The entire EPR paradox is based in, as I said, decades old theory. Experiments have shown that, well, the experiment does actually do what it says on the tin. This tells us, not as EP&R perhaps hoped, that QM is wrong, but rather that there is a core bit of reconciliation remaining. The fact that the theory is quite clear that information cannot be send at superluminal speeds, consistent with relativity, is a very big deal.
“QM does not say that reality does not exist before it is measured.”
No but what it does say is that we can never predict what reality will be because it is a matter of probabilities. Are you really saying there already exists a ‘set’ reality before any measurement is made that is independent of our measurement? If so, this has found to be false. This is why our place as observers seem to play an important role in what is measured. An electron both exists and does not exist when unmeasured but settles on being an electron when measured. If you mean by ‘reality’ something or other does exist before we look at it then yes, but after we make an observation it is no longer exactly what is was before we ‘interfered’ with it. You have to remember that we are part of reality too so it’s impossible to separate the quantum world from us - it would be a false dichotomy.
“* This is the bit about the future affecting the past. The manner in which causality is possibly violated is very specific. It does not allow information to travel faster than light, and it does not allow information to travel backwards in time. The future cannot affect the past, but there is something that allows the separated events to remain entangled in a manner that cannot be currently explained. And no, you can’t change the kind of reality based upon how you set things up. That is quite specifically disallowed, and nobody expects otherwise.”

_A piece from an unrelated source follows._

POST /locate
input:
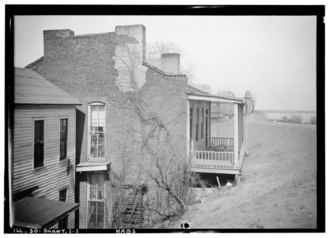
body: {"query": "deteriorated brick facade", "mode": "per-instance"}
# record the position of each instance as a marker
(85, 67)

In a way you can because it is the fact that the experimenter is conscious of the information that seems to be causing the effect. Don’t ask me how because it seems very mysterious but I come back to the fact that we, as observers, seem to play a vital role in these results and it may be consciousness itself that is causing such anomalies. In fact, this seems quite logical to me because how could a quantum object be ‘aware’ of what the experiment is doing? It does seem to come back to human intervention. I think it’s probably as well to point out that we do not really understand what consciousness is so I don’t think we should automatically poo-poo this idea. You don’t seem to understand that a particle can become a wave by manipulating the experiment in the particle’s future, thereby, causing a retroactive effect. Remember, the particle has already been set as a particle and ordinarily you would expect it to remain so but this has been disproved. Are you saying that when the particle comes into existence it isn’t real? If not the the particle is real and can be made to change its ‘reality’ by a future event.’ We are all made of quantum objects so this effect should have implications for us all in some way or another. Do we really know what space and time is anyway? The answer is probably no.